JUnit 5, Parallel tests, Extensions and ThreadLocal

Posted on 19-02-2022 Edited on 28-08-2023

In this blog post I'll talk about my story about enabling the Apache Flink project to use the new JUnit 5 features, including parallel execution, parametrized tests and extensions, and how they're going to help us improve our test codebase.

In the Apache Flink community we’re in the process of porting our huge test codebase to JUnit 5. In order to leverage as much as we can the new JUnit 5 features, in the past days I’ve spent some time playing around with it.

In this blog post I’ll talk about my story about enabling the project to use the new JUnit 5 features, including parallel execution, parametrized tests and extensions, and how they’re going to help us improve our test codebase.

Our test codebase

In Flink we’ve all kind of tests you can think of:

Simple unit tests with a certain degree of mocking
Integration tests
End-to-end tests
Various other tests for utilities, such as tests for our bash scripts

In most of the codebase, we refer to integration tests as tests that define and run a streaming job, but use a mocked sink and source.
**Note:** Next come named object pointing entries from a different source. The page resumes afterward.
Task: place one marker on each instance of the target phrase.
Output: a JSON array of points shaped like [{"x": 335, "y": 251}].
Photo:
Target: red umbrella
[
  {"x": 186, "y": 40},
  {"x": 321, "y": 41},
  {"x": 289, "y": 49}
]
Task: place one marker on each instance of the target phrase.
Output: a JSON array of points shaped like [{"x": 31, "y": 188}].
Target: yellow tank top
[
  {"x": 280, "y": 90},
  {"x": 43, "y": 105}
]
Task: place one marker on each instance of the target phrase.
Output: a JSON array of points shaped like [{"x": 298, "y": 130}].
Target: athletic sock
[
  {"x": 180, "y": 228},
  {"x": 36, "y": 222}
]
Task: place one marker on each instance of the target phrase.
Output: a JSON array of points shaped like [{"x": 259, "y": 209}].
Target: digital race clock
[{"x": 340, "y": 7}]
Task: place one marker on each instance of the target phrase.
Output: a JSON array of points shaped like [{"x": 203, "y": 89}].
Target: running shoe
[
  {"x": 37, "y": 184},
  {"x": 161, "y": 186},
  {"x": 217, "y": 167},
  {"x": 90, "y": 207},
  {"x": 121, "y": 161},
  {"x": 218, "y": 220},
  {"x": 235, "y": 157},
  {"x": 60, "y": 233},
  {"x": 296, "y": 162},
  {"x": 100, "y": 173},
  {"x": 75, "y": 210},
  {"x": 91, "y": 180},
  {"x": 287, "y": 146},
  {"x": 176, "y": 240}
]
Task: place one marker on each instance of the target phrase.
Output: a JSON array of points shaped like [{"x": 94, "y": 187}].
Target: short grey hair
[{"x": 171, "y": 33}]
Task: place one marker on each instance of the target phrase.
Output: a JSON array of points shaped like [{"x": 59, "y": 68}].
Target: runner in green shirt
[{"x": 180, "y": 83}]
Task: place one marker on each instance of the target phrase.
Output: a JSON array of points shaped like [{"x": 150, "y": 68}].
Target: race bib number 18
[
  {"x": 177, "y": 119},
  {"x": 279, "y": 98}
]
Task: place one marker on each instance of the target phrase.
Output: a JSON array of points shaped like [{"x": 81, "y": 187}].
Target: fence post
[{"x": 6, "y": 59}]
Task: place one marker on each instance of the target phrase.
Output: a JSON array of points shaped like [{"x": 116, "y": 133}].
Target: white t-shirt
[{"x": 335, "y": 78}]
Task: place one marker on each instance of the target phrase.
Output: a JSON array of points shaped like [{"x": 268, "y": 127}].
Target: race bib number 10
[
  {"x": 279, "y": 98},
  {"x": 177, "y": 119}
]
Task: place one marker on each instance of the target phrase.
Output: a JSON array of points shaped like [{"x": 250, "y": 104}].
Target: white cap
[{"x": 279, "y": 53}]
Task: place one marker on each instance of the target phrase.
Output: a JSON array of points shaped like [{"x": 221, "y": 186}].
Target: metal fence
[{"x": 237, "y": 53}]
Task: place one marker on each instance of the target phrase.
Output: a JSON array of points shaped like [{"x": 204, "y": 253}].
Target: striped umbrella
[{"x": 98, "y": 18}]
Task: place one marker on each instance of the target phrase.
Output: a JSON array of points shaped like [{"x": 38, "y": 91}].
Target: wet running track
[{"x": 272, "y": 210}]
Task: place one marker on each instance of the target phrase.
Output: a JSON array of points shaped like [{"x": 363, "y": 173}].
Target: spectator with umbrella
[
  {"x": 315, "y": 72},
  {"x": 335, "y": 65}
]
While end-to-end tests are like integration tests, but they use real external systems, such as Kafka, deployed with TestContainers.

In particular in Flink SQL, unsurprisingly, we have a lot of integration tests, because each single feature requires to be “understood” by all the different moving parts of our stack. For example, take the built-in function COALESCE: it has a runtime implementation, a Table API expression ^[1], a custom logic for arguments type inference and return type inference, an optimizer rule that removes the call when possible. Each of these single pieces need to work in harmony, and integration tests usually gives us the guarantee that everything fits together.

Another aspect of JUnit 5 tests is that we have a lot of test bases and of parametrized test bases, à la Junit 4. This is due to the organic growth of the project and the effort to try to standardize certain test aspects, like starting and stopping a Flink MiniCluster, the embedded Flink cluster to run test jobs.

Goals

In porting to JUnit 5, we want to:

Have less test bases, but more extensions, hence composition over inheritance. This simplifies contributing new tests, as adding a new “capability” to the test suite won’t require new ad-hoc test bases.
Improve error reporting and test cases separation, in order to make the contributor experience nicer both when running tests from the IDE and with Maven
Speedup the test suite as much as possible

In particular the last point is a hot topic, as today a CI run usually takes between 1 and a half and 2 hours, having a significant impact on the development loop of the project.

Parallel tests

Parallel tests are, in my opinion, the killer feature of JUnit 5 and the real incentive to port JUnit 4 tests to JUnit 5.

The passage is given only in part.